Pokemon Battle Revolution is the latest in a series that started with Pokemon Stadium on the Nintendo 64. Essentially, it is a single piece of the Pokemon experience--the actual Pokemon fights--that has been brought to the Wii and polished up to a high shine. The thing about Pokemon Battle Revolution is that, without any greater context of a grand adventure, Pokemon fights are kind of boring. Furthermore, the game's connectivity with Pokemon Diamond and Pearl for the DS ends up being a crutch. If you haven't already made the investment of time and money into one of those games, there's not much to get out of Pokemon Battle Revolution.
You won't get the most out of Pokemon Battle Revolution without a DS and a copy of Pokemon Diamond or Pearl.
Pokemon Battle Revolution takes place on the island of Poketopia, a place where Pokemon trainers can go to battle other like-minded Pokemon trainers to their hearts' content. There are a few ways you can go about this, though the best of them involve interaction with Pokemon Diamond or Pearl for the DS. The DS battle mode is the simplest, and in a way, it best exemplifies what Pokemon Battle Revolution is all about: making Pokemon fights look cool. Using their active Pokemon from Diamond or Pearl and the DS itself as the controller, two to four players can have a good old-fashioned Pokemon throw-down as big, polygonal versions of the pocket monsters go through the motions on the TV.
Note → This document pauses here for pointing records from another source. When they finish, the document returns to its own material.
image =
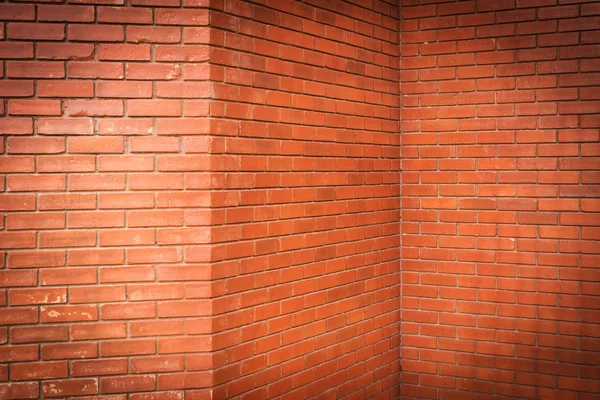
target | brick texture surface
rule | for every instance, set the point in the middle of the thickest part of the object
(199, 198)
(305, 196)
(500, 159)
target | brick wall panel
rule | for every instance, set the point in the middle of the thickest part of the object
(492, 267)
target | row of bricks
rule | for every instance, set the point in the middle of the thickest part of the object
(190, 16)
(499, 57)
(197, 254)
(327, 52)
(524, 8)
(116, 219)
(202, 126)
(111, 108)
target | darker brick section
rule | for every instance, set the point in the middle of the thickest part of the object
(190, 209)
(500, 133)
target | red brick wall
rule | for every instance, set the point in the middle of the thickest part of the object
(500, 133)
(104, 157)
(171, 226)
(306, 199)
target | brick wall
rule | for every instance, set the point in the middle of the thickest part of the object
(105, 155)
(186, 207)
(203, 198)
(500, 117)
(306, 199)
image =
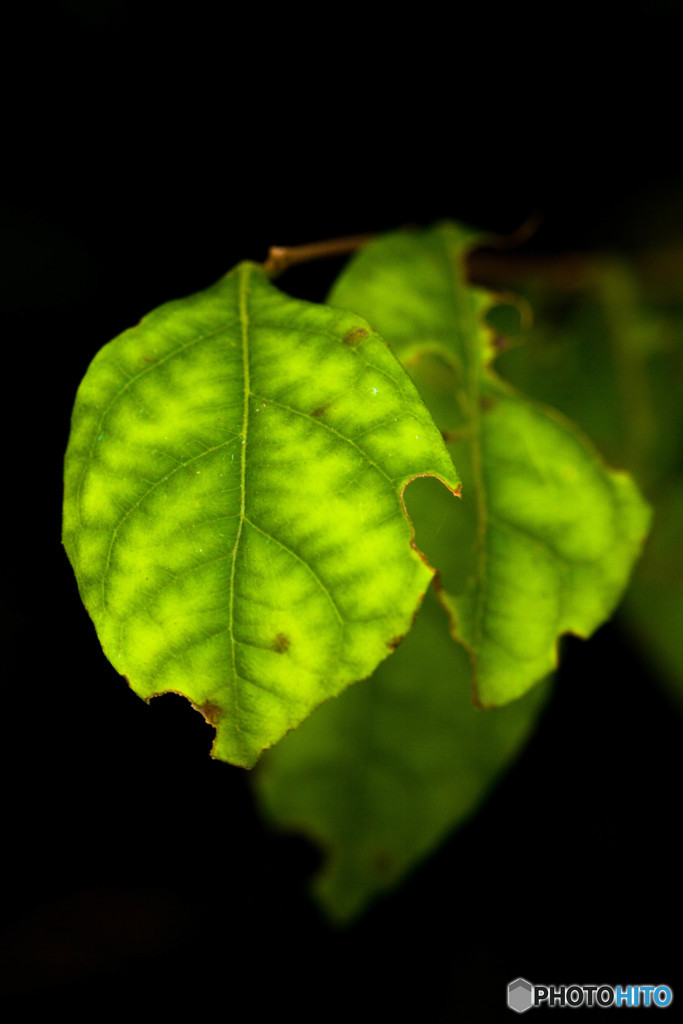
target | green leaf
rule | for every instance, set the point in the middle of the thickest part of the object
(379, 776)
(610, 354)
(233, 505)
(549, 535)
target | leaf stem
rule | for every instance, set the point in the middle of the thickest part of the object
(281, 258)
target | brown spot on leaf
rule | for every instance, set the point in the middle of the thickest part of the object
(355, 335)
(211, 712)
(281, 643)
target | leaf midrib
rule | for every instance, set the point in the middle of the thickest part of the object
(243, 292)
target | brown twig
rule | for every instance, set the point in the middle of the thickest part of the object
(283, 257)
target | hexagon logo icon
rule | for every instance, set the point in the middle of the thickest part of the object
(520, 995)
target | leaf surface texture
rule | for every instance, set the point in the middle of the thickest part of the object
(233, 505)
(549, 535)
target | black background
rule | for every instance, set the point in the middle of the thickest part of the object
(147, 153)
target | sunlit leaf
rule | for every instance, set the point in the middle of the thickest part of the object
(548, 536)
(233, 505)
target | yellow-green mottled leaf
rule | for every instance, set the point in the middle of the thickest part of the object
(233, 505)
(610, 355)
(547, 535)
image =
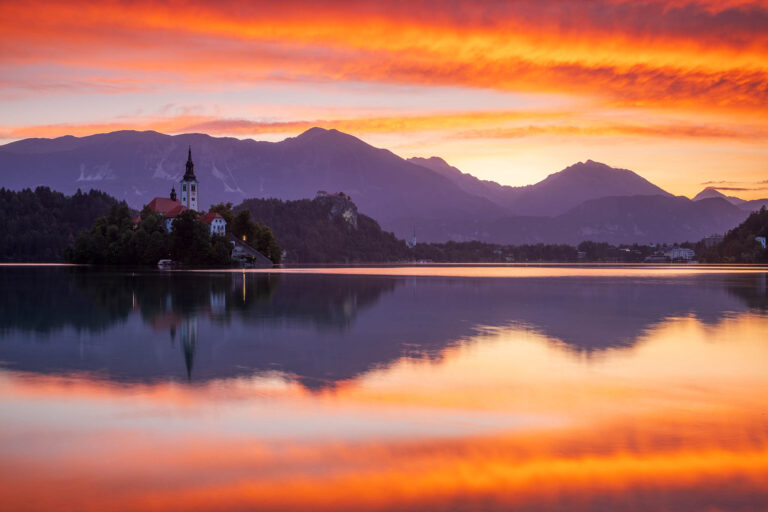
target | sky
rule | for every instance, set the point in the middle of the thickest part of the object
(510, 91)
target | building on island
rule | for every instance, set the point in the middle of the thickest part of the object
(170, 207)
(216, 222)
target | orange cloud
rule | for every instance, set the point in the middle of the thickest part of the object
(669, 54)
(462, 125)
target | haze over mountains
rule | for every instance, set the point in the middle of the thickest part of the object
(587, 200)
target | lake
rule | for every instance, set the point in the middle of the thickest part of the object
(444, 388)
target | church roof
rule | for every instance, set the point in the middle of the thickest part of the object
(189, 174)
(209, 217)
(163, 205)
(175, 211)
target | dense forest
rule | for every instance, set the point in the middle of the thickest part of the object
(310, 231)
(38, 224)
(740, 244)
(47, 226)
(113, 240)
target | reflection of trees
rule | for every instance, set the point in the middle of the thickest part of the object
(752, 289)
(321, 300)
(312, 327)
(50, 298)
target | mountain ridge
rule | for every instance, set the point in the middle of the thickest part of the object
(437, 200)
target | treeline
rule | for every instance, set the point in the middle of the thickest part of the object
(244, 228)
(38, 224)
(310, 233)
(482, 252)
(113, 240)
(739, 245)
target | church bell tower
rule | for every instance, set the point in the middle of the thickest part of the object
(189, 185)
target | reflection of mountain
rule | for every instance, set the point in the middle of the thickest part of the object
(321, 329)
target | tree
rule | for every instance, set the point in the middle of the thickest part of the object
(190, 239)
(225, 210)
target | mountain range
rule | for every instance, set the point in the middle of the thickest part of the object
(587, 200)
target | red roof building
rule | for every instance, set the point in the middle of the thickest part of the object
(216, 222)
(164, 205)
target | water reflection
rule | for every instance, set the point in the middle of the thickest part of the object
(320, 329)
(221, 391)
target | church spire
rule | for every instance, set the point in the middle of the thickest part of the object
(189, 175)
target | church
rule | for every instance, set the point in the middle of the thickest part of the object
(170, 207)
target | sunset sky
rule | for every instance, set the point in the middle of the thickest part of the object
(510, 91)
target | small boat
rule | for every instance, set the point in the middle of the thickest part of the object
(167, 264)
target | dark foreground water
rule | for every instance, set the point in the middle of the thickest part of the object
(448, 388)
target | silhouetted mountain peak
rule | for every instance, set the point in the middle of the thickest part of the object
(713, 192)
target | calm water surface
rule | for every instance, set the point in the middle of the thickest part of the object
(445, 388)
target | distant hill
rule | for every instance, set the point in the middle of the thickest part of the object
(740, 244)
(557, 193)
(136, 166)
(38, 224)
(712, 192)
(748, 206)
(429, 196)
(327, 229)
(616, 220)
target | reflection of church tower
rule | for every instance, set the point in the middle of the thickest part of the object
(189, 184)
(189, 342)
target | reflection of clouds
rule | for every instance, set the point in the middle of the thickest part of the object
(323, 330)
(676, 421)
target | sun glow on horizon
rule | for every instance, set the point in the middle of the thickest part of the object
(676, 91)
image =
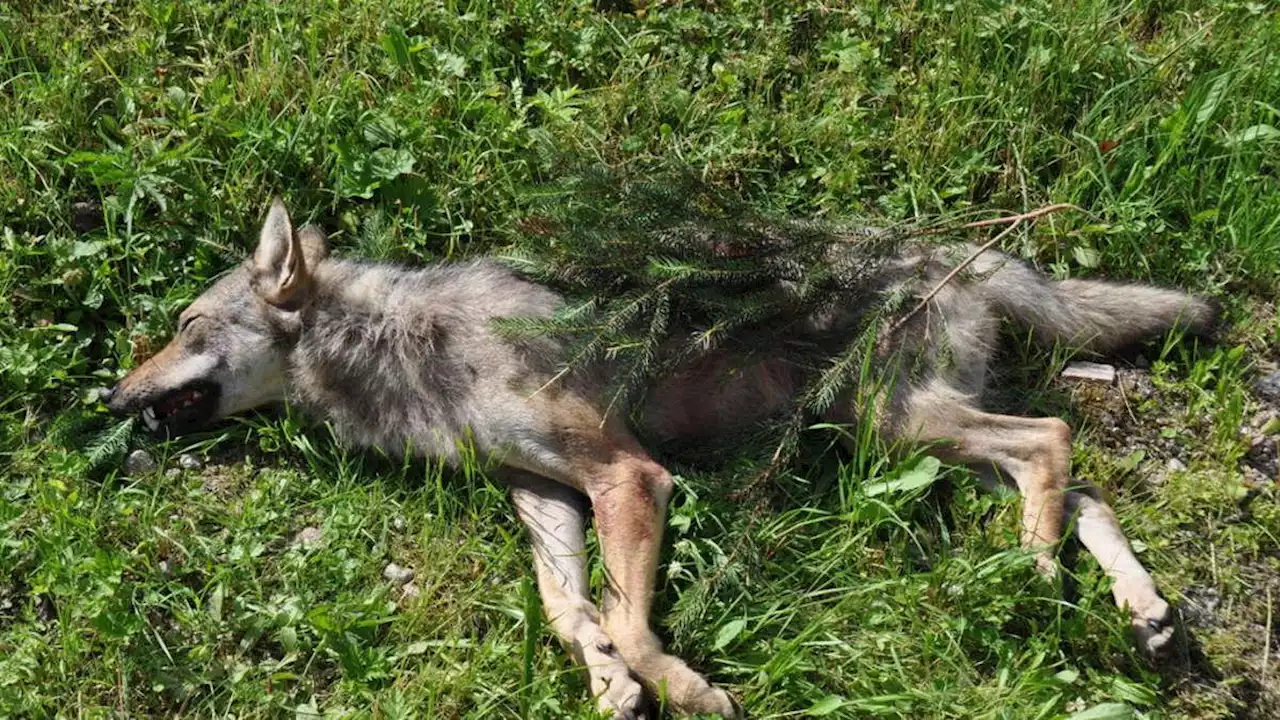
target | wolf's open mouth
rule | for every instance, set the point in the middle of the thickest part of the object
(183, 409)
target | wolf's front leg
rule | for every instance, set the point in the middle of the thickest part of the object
(556, 516)
(1132, 586)
(629, 497)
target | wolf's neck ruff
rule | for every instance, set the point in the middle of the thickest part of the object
(394, 356)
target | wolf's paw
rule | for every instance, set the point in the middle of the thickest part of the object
(1150, 615)
(1153, 628)
(622, 696)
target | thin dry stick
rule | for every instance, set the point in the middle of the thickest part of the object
(1028, 215)
(1014, 222)
(1266, 647)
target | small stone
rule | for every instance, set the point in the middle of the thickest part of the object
(410, 592)
(1267, 388)
(1093, 372)
(45, 609)
(397, 574)
(86, 215)
(140, 463)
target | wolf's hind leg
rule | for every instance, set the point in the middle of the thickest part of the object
(629, 499)
(1036, 452)
(556, 516)
(1132, 586)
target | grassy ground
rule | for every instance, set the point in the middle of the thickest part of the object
(408, 128)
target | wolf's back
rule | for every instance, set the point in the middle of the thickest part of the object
(1091, 315)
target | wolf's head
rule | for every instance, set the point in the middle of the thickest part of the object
(232, 343)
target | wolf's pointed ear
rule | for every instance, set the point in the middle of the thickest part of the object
(315, 245)
(279, 263)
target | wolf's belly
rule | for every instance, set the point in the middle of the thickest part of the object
(718, 395)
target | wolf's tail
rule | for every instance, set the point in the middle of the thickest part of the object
(1092, 315)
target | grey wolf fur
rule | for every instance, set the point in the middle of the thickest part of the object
(398, 358)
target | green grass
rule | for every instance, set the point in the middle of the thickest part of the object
(411, 130)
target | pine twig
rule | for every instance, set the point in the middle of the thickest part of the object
(1014, 222)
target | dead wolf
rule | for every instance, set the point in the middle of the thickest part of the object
(396, 356)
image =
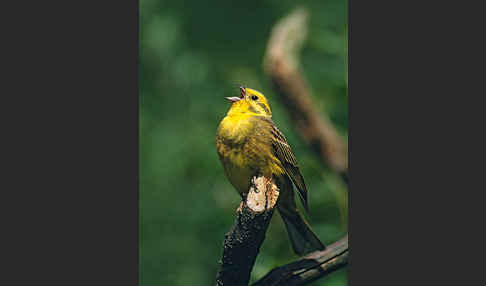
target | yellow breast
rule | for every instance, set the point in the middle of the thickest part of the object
(245, 150)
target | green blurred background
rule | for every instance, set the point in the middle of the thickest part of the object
(192, 55)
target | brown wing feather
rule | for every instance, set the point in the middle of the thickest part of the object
(284, 154)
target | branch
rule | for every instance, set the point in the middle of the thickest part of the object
(243, 241)
(310, 268)
(281, 65)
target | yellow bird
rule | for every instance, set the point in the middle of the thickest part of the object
(248, 144)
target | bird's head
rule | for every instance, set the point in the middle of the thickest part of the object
(249, 101)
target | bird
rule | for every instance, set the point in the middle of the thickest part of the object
(249, 143)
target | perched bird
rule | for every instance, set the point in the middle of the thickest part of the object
(249, 143)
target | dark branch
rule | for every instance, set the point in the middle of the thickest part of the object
(310, 268)
(243, 241)
(281, 65)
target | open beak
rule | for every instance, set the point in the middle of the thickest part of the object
(233, 99)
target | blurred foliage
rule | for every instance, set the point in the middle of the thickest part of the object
(192, 55)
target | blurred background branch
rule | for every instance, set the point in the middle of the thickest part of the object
(281, 65)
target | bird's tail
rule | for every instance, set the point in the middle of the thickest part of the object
(301, 236)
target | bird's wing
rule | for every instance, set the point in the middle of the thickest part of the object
(284, 154)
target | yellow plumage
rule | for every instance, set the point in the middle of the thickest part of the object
(248, 144)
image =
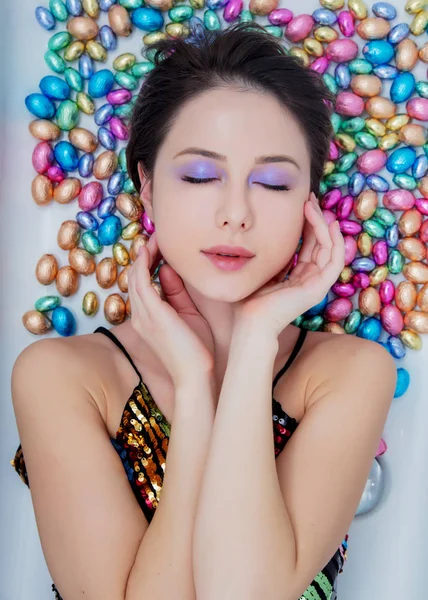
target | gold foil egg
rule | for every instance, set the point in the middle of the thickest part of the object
(90, 304)
(119, 20)
(373, 28)
(105, 164)
(67, 190)
(67, 280)
(121, 254)
(106, 272)
(42, 190)
(422, 298)
(46, 269)
(82, 261)
(405, 296)
(44, 130)
(115, 309)
(129, 206)
(412, 248)
(417, 321)
(369, 301)
(410, 222)
(82, 28)
(36, 322)
(68, 235)
(83, 139)
(366, 85)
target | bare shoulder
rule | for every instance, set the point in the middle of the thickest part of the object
(332, 359)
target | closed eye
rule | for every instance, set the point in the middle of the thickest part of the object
(279, 188)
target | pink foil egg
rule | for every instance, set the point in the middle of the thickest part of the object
(387, 291)
(391, 319)
(299, 28)
(118, 128)
(398, 199)
(349, 104)
(280, 16)
(43, 157)
(346, 23)
(380, 252)
(371, 161)
(90, 195)
(351, 248)
(417, 108)
(345, 206)
(120, 96)
(341, 50)
(338, 309)
(232, 10)
(55, 173)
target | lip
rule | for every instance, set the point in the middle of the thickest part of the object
(235, 250)
(228, 263)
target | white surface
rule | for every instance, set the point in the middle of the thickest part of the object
(386, 555)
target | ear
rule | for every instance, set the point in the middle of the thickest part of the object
(146, 195)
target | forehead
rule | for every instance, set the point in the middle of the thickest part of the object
(236, 122)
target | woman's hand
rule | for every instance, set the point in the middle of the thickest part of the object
(173, 327)
(321, 260)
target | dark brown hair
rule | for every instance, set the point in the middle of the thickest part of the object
(243, 55)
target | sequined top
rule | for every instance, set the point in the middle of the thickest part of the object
(142, 444)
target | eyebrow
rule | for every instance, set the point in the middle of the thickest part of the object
(260, 160)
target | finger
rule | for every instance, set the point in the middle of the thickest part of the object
(175, 292)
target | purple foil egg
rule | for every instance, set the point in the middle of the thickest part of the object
(341, 50)
(232, 10)
(299, 28)
(280, 16)
(349, 104)
(90, 196)
(43, 157)
(391, 319)
(398, 199)
(120, 96)
(371, 161)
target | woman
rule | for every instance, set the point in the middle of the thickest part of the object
(228, 140)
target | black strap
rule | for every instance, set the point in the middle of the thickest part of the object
(293, 355)
(111, 335)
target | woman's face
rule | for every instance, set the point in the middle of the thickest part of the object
(241, 143)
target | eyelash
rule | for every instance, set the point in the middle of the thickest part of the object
(277, 188)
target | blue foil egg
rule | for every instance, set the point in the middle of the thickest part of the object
(86, 68)
(107, 37)
(398, 33)
(147, 19)
(396, 347)
(377, 183)
(402, 87)
(100, 83)
(403, 381)
(385, 10)
(324, 16)
(86, 164)
(63, 321)
(87, 220)
(106, 207)
(109, 230)
(54, 87)
(378, 52)
(66, 156)
(356, 183)
(74, 7)
(400, 160)
(45, 18)
(40, 105)
(370, 329)
(104, 114)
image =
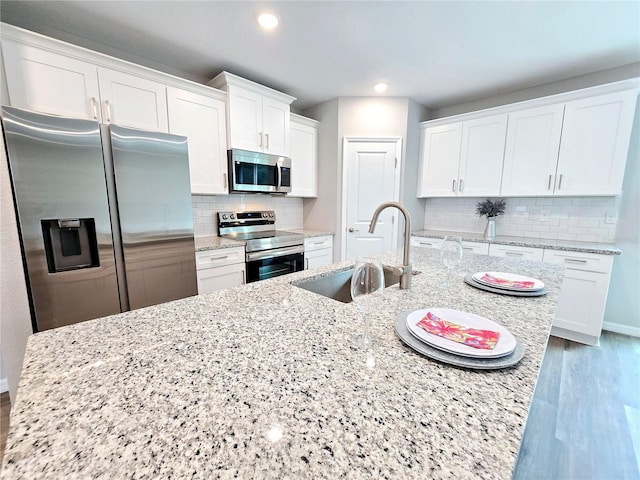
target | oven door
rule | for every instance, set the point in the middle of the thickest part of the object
(275, 262)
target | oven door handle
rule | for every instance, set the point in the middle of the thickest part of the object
(278, 252)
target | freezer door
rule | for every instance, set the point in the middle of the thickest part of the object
(156, 220)
(58, 179)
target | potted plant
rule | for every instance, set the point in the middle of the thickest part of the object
(491, 209)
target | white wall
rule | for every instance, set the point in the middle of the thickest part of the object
(623, 307)
(623, 304)
(361, 117)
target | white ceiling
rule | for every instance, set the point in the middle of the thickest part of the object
(437, 52)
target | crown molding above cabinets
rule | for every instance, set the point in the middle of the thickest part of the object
(572, 144)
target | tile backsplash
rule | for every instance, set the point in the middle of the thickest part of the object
(205, 208)
(589, 219)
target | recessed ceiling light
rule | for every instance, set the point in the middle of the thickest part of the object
(268, 20)
(380, 87)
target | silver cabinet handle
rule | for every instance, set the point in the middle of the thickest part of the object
(94, 106)
(108, 105)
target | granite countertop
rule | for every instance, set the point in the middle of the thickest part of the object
(566, 245)
(215, 242)
(259, 381)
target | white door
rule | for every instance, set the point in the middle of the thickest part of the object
(132, 101)
(202, 120)
(531, 151)
(371, 178)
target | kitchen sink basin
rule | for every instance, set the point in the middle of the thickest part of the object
(338, 285)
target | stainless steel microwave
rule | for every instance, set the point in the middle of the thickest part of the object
(254, 172)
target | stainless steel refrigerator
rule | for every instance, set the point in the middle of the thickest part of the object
(104, 215)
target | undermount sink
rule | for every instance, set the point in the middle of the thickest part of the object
(338, 285)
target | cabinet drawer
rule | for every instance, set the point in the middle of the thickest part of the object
(318, 243)
(219, 257)
(512, 251)
(589, 262)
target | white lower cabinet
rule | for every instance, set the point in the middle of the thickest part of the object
(318, 251)
(219, 269)
(583, 296)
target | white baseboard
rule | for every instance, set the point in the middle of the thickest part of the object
(619, 328)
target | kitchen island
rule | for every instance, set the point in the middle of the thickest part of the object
(260, 381)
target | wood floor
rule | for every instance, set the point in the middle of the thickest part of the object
(584, 421)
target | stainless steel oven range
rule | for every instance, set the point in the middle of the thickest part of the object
(269, 252)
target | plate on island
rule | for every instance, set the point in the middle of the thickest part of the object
(468, 279)
(508, 281)
(504, 346)
(428, 351)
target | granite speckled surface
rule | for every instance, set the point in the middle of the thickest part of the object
(566, 245)
(259, 381)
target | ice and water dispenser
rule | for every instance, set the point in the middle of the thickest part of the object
(70, 244)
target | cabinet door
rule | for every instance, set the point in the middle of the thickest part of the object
(304, 160)
(132, 101)
(482, 156)
(47, 82)
(439, 159)
(276, 127)
(218, 278)
(202, 120)
(531, 151)
(318, 258)
(245, 119)
(582, 302)
(594, 145)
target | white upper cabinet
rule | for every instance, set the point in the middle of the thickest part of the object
(481, 156)
(304, 157)
(531, 151)
(595, 142)
(132, 101)
(258, 118)
(47, 82)
(571, 144)
(201, 119)
(463, 158)
(440, 157)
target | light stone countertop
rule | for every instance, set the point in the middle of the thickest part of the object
(566, 245)
(201, 387)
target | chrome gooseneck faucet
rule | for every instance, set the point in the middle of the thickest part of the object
(405, 270)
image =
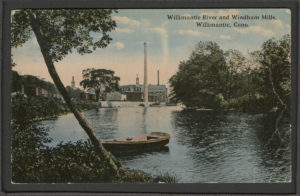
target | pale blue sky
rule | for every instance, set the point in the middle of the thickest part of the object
(169, 42)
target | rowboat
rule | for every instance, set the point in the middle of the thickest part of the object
(150, 141)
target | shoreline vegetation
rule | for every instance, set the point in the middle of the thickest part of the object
(210, 78)
(34, 162)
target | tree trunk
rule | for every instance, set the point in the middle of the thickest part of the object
(107, 157)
In addition to the local multiplayer options, Pokemon Battle Revolution can be played online against other players and is the first game for the Wii to hit the US with live online functionality. It's a no-frills affair where you can choose to battle randomly against other trainers or directly challenge any trainer with whom you've exchanged friend codes. The bummer here is that your friend code for Pokemon Battle Revolution is different from the friend code for the Wii itself. It's not too different from how the DS works online, and Nintendo has stated that it plans on assigning discrete friend codes for any Wii games that go online. So, it's not surprising, but it's still kind of a hassle.